IRC to Expand Critical Aid Programs in North and South Darfur
IRC finds high rates of malnutrition and water-borne diseases among Darfur's displaced. (Photo: Peter Biro/IRC)
IRC relief activities for displaced Sudanese on the other side of the border are also rapidly expanding. The IRC is providing logistical support for the Sudanese government's measles vaccination campaign in camps near IRC's North Darfur relief hub, Al Fasher, while running nutrition, disease-prevention and hygiene promotion campaigns.
Plans are also underway to construct a new clinic in Kassab camp near the town of Kutum , 120 kilometers northwest of Al Fasher, where the IRC is in the process of installing washrooms and hundreds of latrines. Latrine construction is also set to begin in the nearby Fato Borno camp.
Meanwhile, support is also being provided for education programs at Kassab. The IRC covered some 80 temporary classrooms with plastic sheeting, so that learning activities could continue during the rainy season.
In addition, the IRC is currently operating a health facility at Abu Shouk, a camp with 30,000 displaced people near El Fasher. The clinic houses a therapeutic feeding center for severely malnourished children, a primary health care clinic, a reproductive health clinic, a lab, a vaccination room and two birthing rooms. The facility treats an average of 360 patients a day.

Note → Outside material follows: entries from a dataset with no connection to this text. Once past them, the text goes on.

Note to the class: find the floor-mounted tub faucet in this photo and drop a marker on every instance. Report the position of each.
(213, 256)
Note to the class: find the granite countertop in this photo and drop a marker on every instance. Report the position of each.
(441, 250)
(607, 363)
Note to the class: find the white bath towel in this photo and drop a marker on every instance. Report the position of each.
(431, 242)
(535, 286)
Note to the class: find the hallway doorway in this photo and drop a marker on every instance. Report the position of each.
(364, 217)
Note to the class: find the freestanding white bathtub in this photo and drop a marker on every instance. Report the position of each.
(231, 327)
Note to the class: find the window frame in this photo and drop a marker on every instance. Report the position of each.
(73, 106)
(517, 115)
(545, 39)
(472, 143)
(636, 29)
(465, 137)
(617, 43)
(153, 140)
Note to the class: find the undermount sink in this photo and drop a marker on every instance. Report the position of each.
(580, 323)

“Various forms of diarrhea are the most common problem being treated at the clinic, together with measles, malaria and trauma related injuries,” says Belinda King, IRC's regional coordinator for Darfur . “Because the displaced sometimes can't get treatment for common ailments until it's too late, we're seeing several people die needlessly every day.” The IRC continues to provide shelter materials for new arrivals at Abu Shouk.
In South Darfur meanwhile, the IRC has just completed a needs assessment in preparation for the start of emergency health, water and sanitation services at camps in and around the town of Nyala . Alan Manski, the IRC's emergency operations coordinator, says the uprooted in this region are in need of urgent emergency assistance. “Their condition is extremely critical,” Manski said.
The food situation on both sides of the border is dire. Recent nutritional surveys in northeastern Chad and in North Darfur indicated that almost 40 per cent of the refugee children are malnourished; ten per cent of them seriously.